For a while now I’ve been working with next generation sequencing datasets. Each dataset consists of around 10 million mapped genome positions, and an experiment can consist of 10 or more datasets.
When analysing this data memory usage is a major issue. Up until now our approach has been to try to store everything in memory as efficiently as possible but even using machines with 12+GB of memory we’re hitting scaling limits.
To try to alleviate this I’ve been investigating using disk based storage rather than putting the data in RAM. I’d avoided this before as I wanted the application to be as responsive as possible and didn’t want the overhead of the extra IO.

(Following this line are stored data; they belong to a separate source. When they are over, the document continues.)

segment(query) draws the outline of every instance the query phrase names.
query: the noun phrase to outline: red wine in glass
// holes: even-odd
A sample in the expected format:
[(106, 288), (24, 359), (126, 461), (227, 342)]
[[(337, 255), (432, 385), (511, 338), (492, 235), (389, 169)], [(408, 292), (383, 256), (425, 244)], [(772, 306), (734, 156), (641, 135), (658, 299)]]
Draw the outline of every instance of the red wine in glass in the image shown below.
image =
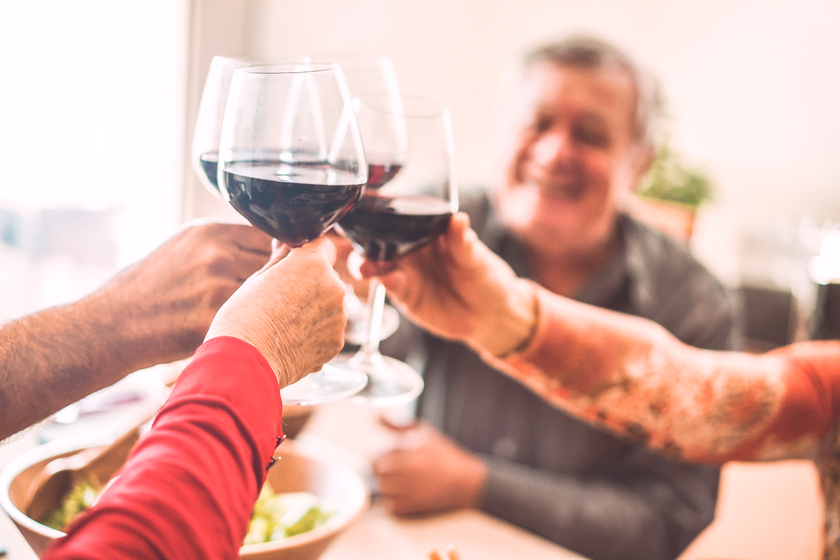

I’ve now taken the plunge and started experimenting with disk based storage, and my initial results are encouraging.
I chose to go with SQLite using the SQLiteJDBC connector. My inital attempt was pretty basic using only a single table as a sort of disk based Hashtable and I hadn’t even got round to adding indices to speed up searches. Despite this the speed of data access was so quick I couldn’t tell the difference from the in-memory storage, and the memory usage dropped significantly.
Since this worked out so successfully I’m not considering doing a major rewrite to put all of the application data into a single large SQLite database and just caching objects for the currently visible chromosome in memory (to allow quick redraws). This is going to require some major refactoring, but it should allow the program to scale to much larger datasets and should make opening a project a virtually instantaneous operation.